Sphere packing

The goal of sphere packing is to initialize the tessellation. Packing is performed in spatially three-dimensional periodic domain. Sphere centers are used as cell seeds and sphere diameters are used as cell weights.

Packing determines the number of cells and their size distribution in the generated foam.

Inputs

Number of cells and shape and scale parameters of log-normal size distribution should be provided either through CLI or configurational file (otherwise default values are taken).

Execution

Default packing can be achieved by running:

foamgen -p

This produces packing similar to this one (you need to add --pack.render flag if you want to create the image):

../_images/FoamPacking.png

Outputs

The main output is the *Packing.csv file, which contains center position (x, y, and z) and diameter (d) of each sphere.

Size distribution

Note that sphere size distribution does not exactly copy prescribed continual size distribution (especially for low number of spheres - image below is for 27 cells).

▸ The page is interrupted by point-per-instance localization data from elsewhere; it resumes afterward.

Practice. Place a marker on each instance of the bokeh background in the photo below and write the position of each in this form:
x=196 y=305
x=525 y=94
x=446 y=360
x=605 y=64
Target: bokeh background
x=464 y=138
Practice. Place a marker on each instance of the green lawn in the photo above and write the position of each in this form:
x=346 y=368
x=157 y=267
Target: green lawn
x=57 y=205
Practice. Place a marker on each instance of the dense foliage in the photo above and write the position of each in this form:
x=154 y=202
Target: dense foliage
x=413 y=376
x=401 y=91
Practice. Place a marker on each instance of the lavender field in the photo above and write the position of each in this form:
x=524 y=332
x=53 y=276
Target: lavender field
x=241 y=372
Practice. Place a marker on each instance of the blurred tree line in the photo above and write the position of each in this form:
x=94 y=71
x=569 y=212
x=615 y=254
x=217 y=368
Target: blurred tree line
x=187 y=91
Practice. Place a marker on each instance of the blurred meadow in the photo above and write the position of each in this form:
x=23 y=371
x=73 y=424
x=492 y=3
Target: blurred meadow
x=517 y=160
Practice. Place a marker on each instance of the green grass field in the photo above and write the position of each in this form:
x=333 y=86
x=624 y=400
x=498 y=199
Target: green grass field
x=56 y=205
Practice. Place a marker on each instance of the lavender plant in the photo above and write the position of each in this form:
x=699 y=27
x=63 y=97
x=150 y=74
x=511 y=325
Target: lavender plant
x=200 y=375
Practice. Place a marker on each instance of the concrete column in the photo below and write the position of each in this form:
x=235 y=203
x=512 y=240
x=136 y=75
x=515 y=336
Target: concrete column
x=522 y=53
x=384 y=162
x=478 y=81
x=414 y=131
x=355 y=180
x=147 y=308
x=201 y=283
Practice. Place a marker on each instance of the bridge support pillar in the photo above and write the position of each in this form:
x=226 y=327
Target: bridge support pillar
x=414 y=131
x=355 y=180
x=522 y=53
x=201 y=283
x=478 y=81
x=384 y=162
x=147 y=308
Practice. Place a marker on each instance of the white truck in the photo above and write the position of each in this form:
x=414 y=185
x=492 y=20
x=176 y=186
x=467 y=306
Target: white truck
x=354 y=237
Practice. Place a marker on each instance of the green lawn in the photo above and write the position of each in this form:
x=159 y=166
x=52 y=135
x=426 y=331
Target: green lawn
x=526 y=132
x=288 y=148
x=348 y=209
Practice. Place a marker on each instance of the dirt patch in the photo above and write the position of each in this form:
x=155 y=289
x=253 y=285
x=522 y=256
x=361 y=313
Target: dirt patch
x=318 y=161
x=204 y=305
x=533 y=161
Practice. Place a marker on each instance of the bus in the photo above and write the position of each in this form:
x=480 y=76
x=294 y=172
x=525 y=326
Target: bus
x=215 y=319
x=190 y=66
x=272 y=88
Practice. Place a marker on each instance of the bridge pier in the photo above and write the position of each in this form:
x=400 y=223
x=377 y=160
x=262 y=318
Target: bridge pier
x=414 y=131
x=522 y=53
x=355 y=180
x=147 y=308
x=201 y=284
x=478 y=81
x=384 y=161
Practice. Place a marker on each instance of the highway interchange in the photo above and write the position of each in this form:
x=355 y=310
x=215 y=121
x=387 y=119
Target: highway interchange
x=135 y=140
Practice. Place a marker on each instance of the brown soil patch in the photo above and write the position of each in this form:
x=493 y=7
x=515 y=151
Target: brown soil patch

../_images/FoamPacking_histogram.png

Log-normal sphere size distribution is influenced by shape (--pack.shape) and scale (--pack.scale). It is defined as

\[p = \frac{1}{\delta \sigma \sqrt{2 \pi}} \exp \left( - \frac{\left( \log{(\delta)} - \mu \right)^2}{2 \sigma^2} \right)\]

where \(\delta\) is sphere size, \(\sigma\) is standard deviation, and \(\mu\) is mean. Shape is identical to standard deviation. Scale, \(\phi\), is defined as

\[\phi = \exp(\mu)\]

Shape equal to zero corresponds to uniform size distribution. Shape larger than 0.5 corresponds to wide size distribution.

Algorithms

It is possible to choose between several sphere packing algorithms using --pack.alg flag. simple is a naive packing algorithm that is implemented directly. ls, fba, lsgd, lsebc, ojt, kjt are more robust algorithms from packing-generation library. fba provides good compromise between speed and packing density. Use of simple algorithm is discouraged.